Tenable Research discovered a critical remote code execution vulnerability in Schneider Electric’s InduSoft Web Studio and InTouch Machine Edition.
The researchers discovered a new stack-based buffer overflow condition in the applications that is triggered when input is not properly validated. The vulnerabilities if exploited could allow an un-authenticated attacker to remotely execute code with high privileges.
“A threat actor can use the compromised machine to laterally transfer within the victims network and to execute further attacks. Additionally, connected HMI clients and OT devices can be exposed to attack,” Tenable said in recent blog post on Wednesday.

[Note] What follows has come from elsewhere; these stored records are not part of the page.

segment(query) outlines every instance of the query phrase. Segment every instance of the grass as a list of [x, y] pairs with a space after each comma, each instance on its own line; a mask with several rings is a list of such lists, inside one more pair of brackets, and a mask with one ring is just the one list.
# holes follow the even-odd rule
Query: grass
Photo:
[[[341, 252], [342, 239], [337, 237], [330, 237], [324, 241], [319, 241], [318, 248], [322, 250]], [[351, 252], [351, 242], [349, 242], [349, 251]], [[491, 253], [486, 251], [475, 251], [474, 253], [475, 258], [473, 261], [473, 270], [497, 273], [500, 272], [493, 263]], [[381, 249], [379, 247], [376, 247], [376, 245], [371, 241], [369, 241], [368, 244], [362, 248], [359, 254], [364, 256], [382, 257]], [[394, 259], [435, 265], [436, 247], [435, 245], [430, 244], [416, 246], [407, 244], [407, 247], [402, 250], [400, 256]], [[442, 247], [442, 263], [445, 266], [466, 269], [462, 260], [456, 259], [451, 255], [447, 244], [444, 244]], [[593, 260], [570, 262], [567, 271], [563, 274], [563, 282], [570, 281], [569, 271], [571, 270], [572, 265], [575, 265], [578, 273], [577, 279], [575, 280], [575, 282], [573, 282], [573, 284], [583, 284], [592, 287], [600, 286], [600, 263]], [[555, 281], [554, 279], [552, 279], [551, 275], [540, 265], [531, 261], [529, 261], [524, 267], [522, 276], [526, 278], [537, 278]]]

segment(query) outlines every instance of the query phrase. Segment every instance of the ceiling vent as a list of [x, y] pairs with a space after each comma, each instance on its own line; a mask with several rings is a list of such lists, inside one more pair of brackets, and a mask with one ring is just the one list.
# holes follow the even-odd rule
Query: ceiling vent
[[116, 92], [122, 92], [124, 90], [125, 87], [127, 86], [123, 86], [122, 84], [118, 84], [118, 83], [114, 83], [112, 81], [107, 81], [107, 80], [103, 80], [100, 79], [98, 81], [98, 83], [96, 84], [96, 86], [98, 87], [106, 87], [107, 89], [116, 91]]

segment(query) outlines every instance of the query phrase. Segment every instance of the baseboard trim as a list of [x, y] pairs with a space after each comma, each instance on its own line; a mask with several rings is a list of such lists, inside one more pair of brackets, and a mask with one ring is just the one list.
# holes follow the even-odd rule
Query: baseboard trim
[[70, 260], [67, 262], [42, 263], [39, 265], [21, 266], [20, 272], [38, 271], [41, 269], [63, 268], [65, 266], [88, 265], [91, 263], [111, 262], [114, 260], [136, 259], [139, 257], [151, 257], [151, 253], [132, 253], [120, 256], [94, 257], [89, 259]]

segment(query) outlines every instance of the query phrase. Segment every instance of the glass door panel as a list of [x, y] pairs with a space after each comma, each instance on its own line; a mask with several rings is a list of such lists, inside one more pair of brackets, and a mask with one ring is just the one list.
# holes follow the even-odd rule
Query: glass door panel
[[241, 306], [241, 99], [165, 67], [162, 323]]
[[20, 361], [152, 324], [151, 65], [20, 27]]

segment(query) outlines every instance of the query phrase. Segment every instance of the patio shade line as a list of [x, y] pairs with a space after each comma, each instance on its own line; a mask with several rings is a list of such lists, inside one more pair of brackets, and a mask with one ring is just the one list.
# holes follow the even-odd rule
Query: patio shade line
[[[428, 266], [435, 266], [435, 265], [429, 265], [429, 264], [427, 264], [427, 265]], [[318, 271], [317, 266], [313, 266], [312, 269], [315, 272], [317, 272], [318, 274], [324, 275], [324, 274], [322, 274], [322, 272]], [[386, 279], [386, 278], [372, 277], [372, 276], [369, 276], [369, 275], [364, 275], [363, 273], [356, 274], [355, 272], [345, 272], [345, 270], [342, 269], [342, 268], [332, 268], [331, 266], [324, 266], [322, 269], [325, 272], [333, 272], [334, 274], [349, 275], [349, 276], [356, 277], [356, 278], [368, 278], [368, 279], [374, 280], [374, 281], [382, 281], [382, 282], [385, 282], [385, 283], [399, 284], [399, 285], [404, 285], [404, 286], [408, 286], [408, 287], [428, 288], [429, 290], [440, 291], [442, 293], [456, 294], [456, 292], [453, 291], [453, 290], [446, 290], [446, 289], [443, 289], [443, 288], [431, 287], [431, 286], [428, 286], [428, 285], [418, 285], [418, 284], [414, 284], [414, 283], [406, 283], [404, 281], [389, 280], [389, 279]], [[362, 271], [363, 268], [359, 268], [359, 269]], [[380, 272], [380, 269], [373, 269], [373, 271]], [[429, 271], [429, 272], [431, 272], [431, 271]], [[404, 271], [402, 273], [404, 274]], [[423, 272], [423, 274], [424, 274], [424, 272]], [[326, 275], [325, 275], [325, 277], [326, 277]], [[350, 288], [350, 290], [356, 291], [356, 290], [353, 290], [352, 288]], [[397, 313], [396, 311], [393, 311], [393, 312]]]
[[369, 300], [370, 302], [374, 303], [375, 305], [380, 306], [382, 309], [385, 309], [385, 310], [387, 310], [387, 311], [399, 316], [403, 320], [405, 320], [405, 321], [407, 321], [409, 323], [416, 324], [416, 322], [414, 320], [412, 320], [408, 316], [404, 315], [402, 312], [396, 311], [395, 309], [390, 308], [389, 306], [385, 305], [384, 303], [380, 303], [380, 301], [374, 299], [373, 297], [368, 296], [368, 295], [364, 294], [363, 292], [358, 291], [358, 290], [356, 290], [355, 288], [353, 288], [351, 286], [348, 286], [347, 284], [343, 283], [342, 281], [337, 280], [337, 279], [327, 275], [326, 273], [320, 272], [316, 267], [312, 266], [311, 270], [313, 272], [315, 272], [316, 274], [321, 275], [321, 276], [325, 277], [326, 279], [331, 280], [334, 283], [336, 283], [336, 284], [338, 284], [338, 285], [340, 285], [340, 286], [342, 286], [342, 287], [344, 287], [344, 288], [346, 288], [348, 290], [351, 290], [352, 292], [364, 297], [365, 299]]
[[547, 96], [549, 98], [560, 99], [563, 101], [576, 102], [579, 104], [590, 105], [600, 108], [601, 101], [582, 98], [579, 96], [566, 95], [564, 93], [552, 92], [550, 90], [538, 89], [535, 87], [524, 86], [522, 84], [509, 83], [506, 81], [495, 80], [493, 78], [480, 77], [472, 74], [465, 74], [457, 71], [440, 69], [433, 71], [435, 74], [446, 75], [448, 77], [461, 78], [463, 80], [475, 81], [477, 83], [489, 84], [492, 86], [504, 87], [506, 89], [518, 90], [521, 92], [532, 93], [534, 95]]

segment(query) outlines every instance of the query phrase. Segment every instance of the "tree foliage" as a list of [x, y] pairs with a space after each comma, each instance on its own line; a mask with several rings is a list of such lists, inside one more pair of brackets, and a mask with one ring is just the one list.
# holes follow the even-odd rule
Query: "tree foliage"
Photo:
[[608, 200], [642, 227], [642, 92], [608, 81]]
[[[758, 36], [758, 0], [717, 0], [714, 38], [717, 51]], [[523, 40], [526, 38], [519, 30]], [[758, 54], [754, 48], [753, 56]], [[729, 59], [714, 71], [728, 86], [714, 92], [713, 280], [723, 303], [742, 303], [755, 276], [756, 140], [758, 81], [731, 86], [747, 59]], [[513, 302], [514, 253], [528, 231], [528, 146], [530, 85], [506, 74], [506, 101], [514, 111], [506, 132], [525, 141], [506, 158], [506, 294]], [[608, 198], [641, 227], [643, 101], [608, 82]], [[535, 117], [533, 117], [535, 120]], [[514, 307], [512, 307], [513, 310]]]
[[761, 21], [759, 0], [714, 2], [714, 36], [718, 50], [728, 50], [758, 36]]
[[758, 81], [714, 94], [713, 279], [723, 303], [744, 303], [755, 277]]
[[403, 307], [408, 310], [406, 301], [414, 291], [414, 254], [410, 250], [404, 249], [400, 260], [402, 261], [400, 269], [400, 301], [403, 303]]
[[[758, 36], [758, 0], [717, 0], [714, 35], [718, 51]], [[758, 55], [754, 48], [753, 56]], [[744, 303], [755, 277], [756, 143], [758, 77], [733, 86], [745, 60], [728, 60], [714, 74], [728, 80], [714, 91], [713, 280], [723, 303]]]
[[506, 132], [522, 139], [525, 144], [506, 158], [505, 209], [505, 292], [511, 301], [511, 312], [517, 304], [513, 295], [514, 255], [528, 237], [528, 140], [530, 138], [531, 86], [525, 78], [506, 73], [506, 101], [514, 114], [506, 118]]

Schneider released a security bulletin in April with more information on the vulnerabilities and customer recommendations for upgrades. Customers running older versions of the software (i.e., v8.1 or prior) are affected and should upgrade to InduSoft Web Studio v8.1 SP1 and InTouch Machine Edition 2017 v8.1 SP1 as soon as possible.
InduSoft Web Studio software provides automation building blocks to develop Human Machine Interfaces (HMIs), SCADA systems and embedded instrumentation solutions. InTouch Machine Edition is a highly scalable, flexible HMI designed to provide everything from advanced HMI applications to embedded devices with small footprint.
InduSoft Web Studio and InTouch Machine Edition are used in many industries worldwide, including Manufacturing, Oil and Gas, Water and Wastewater, Building Automation, Automotive, Wind and Solar Power, according to Schneider.